Pre-Season Training for Motocross and Off-Road Riding

By Rodney Womack, CSCS, for MxTrainingJournal.com



Previously, I have discussed the need for different phases of training when preparing for your racing season. Off-season, pre-season, and in-season are the three most common methods of dividing up the training season.

The winter is usually considered the off-season for many off-road and motocross racers because of the cold and wet weather, and in a previous article, I described a sample off-season type of workout that one could do at home during the off-season. In this article I will go a little further by describing what you should do as you get closer to your racing season, or the pre-season phase of your training.
 

Pre-Season Training


The major goal of pre-season training should be to increase the intensity of your training to prepare you for the rigors of motocross, enduros, hare scrambles, or any other off-road riding. Before you start this phase of your training program you should already have several weeks of basic training to establish an adequate strength and conditioning base, you should now be ready to embark on a more strenuous training program.

First, we will talk about strength training. If you are currently doing the workout of pushups, pullups, situps, and bodyweight squats that I outlined in the previous article then you should have developed a good strength base. Now I will recommend that you do two things to alter your workout and make it more difficult. First, you need to increase the resistance of the exercises, and, secondly, you should decrease the amount of rest time between sets and exercises. This will help you develop more strength and more endurance in your muscles, and your workouts will increase in difficulty.

How do you add resistance to bodyweight exercises? An easy way is to wear a weighted vest, or a backpack with some added weight, when you do your pushups, pullups, and squats. Resistance can also be added by changing the angle of the exercise. For example, pushups can be done with your feet raised up on a chair or bench. Another great way to do pushups is with your feet on a stability ball and your hands on the floor, or with your feet on the floor and your hands on the ball. Either way it forces your body to work harder to stabilize itself which will develop muscles throughout your entire body.

It would also be advisable to add some different exercises to your program to avoid burnout or boredom.
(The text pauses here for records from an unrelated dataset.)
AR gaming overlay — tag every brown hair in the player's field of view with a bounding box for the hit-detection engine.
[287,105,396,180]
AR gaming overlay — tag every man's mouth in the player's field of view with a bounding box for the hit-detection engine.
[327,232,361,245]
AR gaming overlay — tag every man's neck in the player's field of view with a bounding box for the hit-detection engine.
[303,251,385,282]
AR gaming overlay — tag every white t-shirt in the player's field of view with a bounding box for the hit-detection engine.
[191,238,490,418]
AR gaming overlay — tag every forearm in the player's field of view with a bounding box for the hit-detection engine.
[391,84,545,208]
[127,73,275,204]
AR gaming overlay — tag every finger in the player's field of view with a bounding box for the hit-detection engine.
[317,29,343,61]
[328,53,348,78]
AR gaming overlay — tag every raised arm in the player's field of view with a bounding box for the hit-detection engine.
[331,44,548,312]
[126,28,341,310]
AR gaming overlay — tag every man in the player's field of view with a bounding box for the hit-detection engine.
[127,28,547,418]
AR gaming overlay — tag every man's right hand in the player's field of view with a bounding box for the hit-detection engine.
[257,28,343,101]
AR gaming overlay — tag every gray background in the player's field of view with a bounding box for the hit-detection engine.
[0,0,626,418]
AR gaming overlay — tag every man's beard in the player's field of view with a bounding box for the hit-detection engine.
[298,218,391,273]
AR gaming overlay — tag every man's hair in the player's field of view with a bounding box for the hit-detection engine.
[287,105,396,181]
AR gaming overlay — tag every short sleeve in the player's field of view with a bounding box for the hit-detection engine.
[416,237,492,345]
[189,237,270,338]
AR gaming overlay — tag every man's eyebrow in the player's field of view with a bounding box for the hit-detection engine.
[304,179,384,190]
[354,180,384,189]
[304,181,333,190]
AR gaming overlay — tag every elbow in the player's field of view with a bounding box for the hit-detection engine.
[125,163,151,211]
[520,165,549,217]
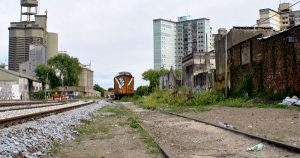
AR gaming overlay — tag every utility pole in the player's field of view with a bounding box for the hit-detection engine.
[225,33,228,98]
[45,72,49,100]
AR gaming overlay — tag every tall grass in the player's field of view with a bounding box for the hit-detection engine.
[126,88,300,112]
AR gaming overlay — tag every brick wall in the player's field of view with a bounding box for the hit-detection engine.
[229,26,300,92]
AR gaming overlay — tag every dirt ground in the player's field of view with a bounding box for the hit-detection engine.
[126,104,300,158]
[55,110,156,158]
[183,107,300,147]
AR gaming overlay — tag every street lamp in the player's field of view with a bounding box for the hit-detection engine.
[45,72,49,100]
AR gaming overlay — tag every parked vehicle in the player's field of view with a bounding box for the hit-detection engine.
[114,72,134,99]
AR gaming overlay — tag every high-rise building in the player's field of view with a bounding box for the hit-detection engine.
[153,16,213,70]
[8,0,58,71]
[257,3,300,31]
[153,19,176,70]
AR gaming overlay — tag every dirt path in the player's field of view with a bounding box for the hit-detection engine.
[126,104,300,158]
[55,106,160,158]
[183,107,300,147]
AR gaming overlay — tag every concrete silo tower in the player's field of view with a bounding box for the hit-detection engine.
[20,0,39,22]
[8,0,58,73]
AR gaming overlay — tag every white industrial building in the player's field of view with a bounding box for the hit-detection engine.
[0,68,42,100]
[19,45,47,76]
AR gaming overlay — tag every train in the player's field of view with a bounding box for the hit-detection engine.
[114,72,134,99]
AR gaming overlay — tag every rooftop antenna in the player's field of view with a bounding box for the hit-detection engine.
[20,0,39,22]
[186,8,189,16]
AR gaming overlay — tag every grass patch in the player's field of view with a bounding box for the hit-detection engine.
[76,116,109,135]
[128,115,160,156]
[102,106,160,156]
[48,141,60,154]
[121,89,300,113]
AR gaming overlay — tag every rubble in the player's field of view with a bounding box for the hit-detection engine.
[0,101,110,158]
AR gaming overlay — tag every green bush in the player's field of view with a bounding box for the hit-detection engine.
[29,91,45,100]
[135,86,150,96]
[234,74,253,98]
[188,91,225,106]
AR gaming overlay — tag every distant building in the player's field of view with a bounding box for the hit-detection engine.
[153,16,214,70]
[8,0,58,72]
[0,68,42,100]
[257,3,300,31]
[182,52,216,92]
[153,19,176,70]
[19,45,47,76]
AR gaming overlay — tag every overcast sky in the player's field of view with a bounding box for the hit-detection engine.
[0,0,300,88]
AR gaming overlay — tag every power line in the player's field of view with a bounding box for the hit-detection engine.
[253,1,300,27]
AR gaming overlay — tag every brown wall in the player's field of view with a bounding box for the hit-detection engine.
[229,26,300,92]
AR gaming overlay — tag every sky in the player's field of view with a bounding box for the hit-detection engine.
[0,0,300,88]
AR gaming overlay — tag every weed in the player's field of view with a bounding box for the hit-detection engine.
[48,141,60,154]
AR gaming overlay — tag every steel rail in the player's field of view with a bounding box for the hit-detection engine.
[163,111,300,154]
[0,103,64,112]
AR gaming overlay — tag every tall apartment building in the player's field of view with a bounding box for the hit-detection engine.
[8,0,58,71]
[257,3,300,31]
[153,16,214,70]
[153,19,176,70]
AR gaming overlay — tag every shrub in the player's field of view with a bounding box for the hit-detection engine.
[234,74,253,98]
[135,86,150,96]
[188,91,225,106]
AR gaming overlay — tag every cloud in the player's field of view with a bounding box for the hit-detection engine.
[0,0,299,88]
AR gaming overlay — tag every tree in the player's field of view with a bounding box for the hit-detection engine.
[35,64,61,89]
[94,84,105,97]
[0,63,5,69]
[107,88,114,92]
[135,86,149,96]
[48,54,82,86]
[142,69,169,91]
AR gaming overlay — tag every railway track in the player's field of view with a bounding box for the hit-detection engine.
[160,111,300,158]
[0,101,94,127]
[0,101,57,108]
[120,102,300,158]
[0,102,63,112]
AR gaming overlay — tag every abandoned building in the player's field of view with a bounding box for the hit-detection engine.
[215,27,274,90]
[229,25,300,93]
[182,52,216,92]
[159,68,182,89]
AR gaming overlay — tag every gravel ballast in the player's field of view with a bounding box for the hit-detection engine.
[0,101,110,158]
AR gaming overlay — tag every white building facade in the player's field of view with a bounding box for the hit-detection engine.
[257,3,300,31]
[153,16,214,70]
[153,19,176,70]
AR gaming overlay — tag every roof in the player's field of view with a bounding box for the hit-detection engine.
[0,68,38,81]
[232,26,273,30]
[153,18,209,23]
[260,25,300,40]
[116,72,132,77]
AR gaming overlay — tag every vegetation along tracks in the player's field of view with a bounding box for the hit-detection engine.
[164,111,300,154]
[0,101,94,127]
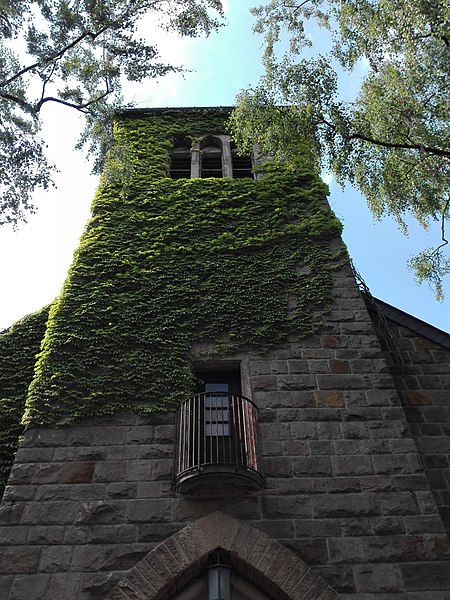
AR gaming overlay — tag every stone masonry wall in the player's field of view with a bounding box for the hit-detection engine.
[374,320,450,535]
[0,269,450,600]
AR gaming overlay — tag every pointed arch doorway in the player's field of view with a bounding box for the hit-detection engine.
[105,512,338,600]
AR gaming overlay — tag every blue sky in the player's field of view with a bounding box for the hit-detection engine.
[0,0,450,331]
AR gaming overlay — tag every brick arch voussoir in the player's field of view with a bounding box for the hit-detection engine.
[105,512,338,600]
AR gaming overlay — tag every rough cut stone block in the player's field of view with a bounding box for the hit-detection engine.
[331,456,373,476]
[0,546,41,574]
[311,494,379,518]
[126,499,171,523]
[39,545,73,573]
[74,500,126,525]
[8,574,50,600]
[292,456,333,477]
[314,390,345,408]
[262,496,312,519]
[354,564,403,593]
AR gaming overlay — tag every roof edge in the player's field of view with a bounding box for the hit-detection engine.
[373,297,450,350]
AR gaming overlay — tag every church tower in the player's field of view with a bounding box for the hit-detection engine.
[0,108,450,600]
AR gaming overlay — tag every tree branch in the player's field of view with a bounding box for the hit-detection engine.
[315,118,450,158]
[432,196,450,256]
[0,90,33,113]
[348,133,450,158]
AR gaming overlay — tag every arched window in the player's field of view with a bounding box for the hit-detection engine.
[231,145,253,179]
[169,135,254,179]
[200,136,223,178]
[170,143,191,179]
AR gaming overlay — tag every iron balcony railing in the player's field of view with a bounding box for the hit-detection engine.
[175,392,263,491]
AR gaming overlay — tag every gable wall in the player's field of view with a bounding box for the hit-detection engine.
[374,320,450,533]
[0,268,450,600]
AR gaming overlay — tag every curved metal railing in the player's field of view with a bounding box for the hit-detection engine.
[175,392,262,489]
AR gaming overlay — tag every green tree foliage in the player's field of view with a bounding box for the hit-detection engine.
[232,0,450,298]
[0,0,222,224]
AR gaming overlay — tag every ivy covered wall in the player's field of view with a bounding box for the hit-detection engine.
[0,307,48,498]
[4,109,340,432]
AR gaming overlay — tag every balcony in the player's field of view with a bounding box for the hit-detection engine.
[175,391,263,493]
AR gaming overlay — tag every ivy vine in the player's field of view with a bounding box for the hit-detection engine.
[16,109,340,425]
[0,307,48,497]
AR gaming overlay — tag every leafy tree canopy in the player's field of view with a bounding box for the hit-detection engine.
[0,0,222,225]
[232,0,450,299]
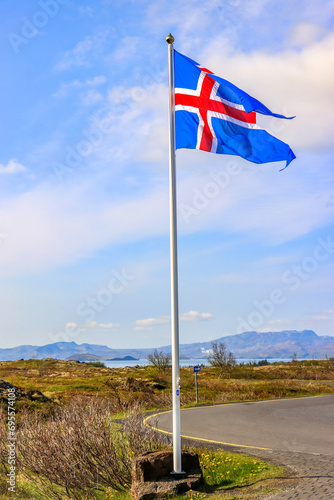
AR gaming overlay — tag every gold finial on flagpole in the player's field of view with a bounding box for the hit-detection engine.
[166,33,175,44]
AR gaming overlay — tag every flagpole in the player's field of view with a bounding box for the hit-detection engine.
[166,34,183,474]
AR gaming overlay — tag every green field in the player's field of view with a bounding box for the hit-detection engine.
[0,359,334,500]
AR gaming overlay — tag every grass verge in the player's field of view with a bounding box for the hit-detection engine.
[0,449,286,500]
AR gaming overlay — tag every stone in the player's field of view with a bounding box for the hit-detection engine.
[131,450,203,500]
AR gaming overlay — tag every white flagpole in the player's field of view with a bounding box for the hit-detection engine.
[166,34,183,474]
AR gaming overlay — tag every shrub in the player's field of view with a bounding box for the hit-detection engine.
[147,350,172,373]
[208,342,237,377]
[18,398,168,499]
[87,361,106,368]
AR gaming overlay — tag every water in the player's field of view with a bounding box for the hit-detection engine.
[103,358,291,368]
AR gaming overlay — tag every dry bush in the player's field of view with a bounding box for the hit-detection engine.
[0,406,8,474]
[18,398,170,499]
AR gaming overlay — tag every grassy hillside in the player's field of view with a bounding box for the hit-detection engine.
[0,359,334,500]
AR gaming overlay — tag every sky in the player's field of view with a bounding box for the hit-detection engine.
[0,0,334,348]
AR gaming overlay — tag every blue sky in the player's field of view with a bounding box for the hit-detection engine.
[0,0,334,348]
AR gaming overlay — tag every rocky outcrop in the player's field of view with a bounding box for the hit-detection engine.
[0,380,49,403]
[131,450,203,500]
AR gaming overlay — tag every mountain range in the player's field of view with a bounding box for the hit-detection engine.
[0,330,334,361]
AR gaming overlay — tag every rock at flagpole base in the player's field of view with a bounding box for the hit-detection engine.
[131,450,203,500]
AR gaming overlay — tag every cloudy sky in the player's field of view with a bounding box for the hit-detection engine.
[0,0,334,348]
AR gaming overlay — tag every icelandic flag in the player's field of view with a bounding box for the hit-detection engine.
[174,50,296,167]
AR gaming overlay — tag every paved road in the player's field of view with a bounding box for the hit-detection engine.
[149,395,334,500]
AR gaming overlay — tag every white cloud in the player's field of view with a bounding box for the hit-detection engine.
[65,323,78,328]
[55,37,93,70]
[199,34,334,151]
[135,316,170,330]
[134,311,213,331]
[180,311,213,322]
[289,23,328,46]
[0,159,27,174]
[55,31,108,71]
[98,323,119,330]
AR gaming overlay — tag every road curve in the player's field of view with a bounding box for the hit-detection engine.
[146,395,334,456]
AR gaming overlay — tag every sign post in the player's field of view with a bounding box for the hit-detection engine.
[194,366,201,403]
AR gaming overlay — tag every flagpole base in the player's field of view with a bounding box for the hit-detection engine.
[170,471,187,479]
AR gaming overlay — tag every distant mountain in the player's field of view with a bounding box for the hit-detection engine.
[0,330,334,361]
[180,330,334,359]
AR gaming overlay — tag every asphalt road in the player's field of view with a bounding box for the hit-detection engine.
[148,395,334,457]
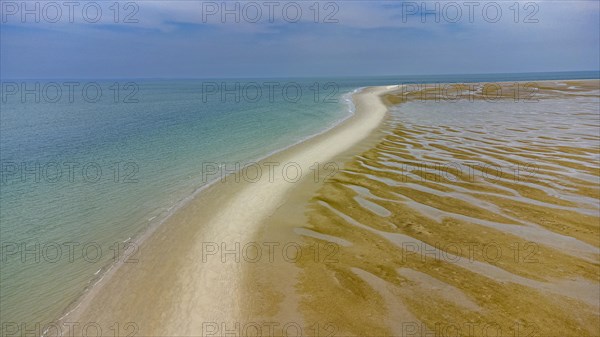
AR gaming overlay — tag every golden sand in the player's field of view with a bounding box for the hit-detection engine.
[57,81,600,337]
[246,81,600,336]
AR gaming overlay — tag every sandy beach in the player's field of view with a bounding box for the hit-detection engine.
[59,87,392,336]
[55,81,600,336]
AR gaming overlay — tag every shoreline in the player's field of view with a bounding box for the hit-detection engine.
[59,86,395,335]
[49,79,598,336]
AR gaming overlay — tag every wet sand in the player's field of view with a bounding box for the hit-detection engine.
[56,87,388,336]
[58,81,600,336]
[247,81,600,336]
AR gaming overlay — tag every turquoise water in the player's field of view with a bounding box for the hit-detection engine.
[0,72,598,325]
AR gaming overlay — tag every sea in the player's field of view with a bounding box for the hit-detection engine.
[0,71,600,328]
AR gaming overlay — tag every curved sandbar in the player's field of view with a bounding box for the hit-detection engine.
[64,86,397,336]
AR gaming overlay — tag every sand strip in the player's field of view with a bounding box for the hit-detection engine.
[56,86,397,336]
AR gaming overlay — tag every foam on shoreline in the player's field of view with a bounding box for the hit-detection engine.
[56,86,395,336]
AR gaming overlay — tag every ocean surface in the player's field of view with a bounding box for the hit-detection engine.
[0,72,599,333]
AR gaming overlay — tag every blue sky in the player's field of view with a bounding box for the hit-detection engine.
[0,0,600,78]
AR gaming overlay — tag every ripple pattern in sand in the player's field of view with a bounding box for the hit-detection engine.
[298,81,600,336]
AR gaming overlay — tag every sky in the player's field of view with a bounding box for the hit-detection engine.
[0,0,600,79]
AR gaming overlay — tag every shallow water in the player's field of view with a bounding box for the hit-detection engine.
[298,81,600,336]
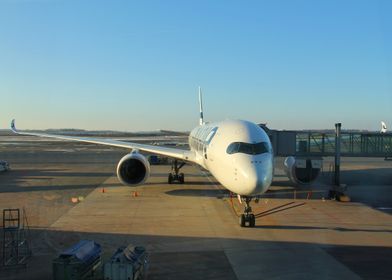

For the lower body you can add lunges or stepups on a bench or stairs. For the upper body you could add one or two of the pushups described above. In addition to situps, you can do leg lifts lying flat on the floor. For a more difficult version of the pullup, you can try towel pullups. Get a large towel, roll it up, throw it over the pullup bar with the two ends hanging down at an equal distance, grab each end tightly, and either hang for time or do pullups. This is extremely difficult, but it is great for developing your hands, grip, and forearms. Give it a try – this is a great exercise for motorcycle riders.

If you work out at a gym with weights, then you would simply substitute an appropriate weightlifting exercise for the one described above. Just remember that you are training to be an athlete, not a bodybuilder. Those who lift weights should concentrate on athletic movements such as power cleans, push press, squats, deadlifts, bench press, barbell rows, pullups, and core exercises.

For your endurance / aerobic conditioning I would recommend that you continue to run, bike, swim, use a rowing machine, or jump rope. However, it would also benefit you to add more high intensity interval type of training to your program. On a bike, or any other machine, you would sprint for 30-60 seconds, then back off for 15-30 seconds, then sprint again. Alternate this pattern for several minutes or for the entire workout. I am also a big advocate of sprinting, especially up hills or stadium steps. This type of high intensity training, with little rest in between sets, is extremely effective in developing strength and endurance in all types of athletes. Keep up your endurance training, but add this type of high intensity training 1-2 times a week for an added boost to your program. Once you do, you will notice the difference in your riding.

Once you decide on your exercises, it’s time to set up a workout. Here’s a sample workout that would be good for someone who has completed several weeks of basic strength and conditioning as described previously:
 

Strength Workout - Keep rest times between sets under 60 seconds

• Jog in place or bike for 5 minutes
• Stretching for the upper and lower body – 5-10 minutes
• Stability Ball Pushups – 4 sets of 10-20 reps
• Towel Pullups – 4 sets of 5-10 reps or hang on for 30 seconds
• Situps – 4 sets of 20
• Leg Lifts – 4 sets of 10
• Stepups on a Bench or Stairs – 4 sets of 20
• Lunges or Bodyweight Squats – 4 set of 10-20 reps
 

Endurance Workout

• Jog, Bike, Swim, Rowing Machine, or Jump Rope (or any other endurance / aerobic activity) for 30+ minutes, or
• Interval Training as described above, or
• Hill / Stadium Sprints


If you don’t have time to do the entire strength workout in one session, then divide it into upper and lower body workouts and do them on alternating days. Strength training should be done 2-4 times per week. Endurance training can be done on the same days or on alternating days with the strength training. Add or subtract exercises according to your personal needs. If you also like to lift weights, you can include them in your program. Remember - adjust the workouts to work on your weaknesses and maintain your strengths.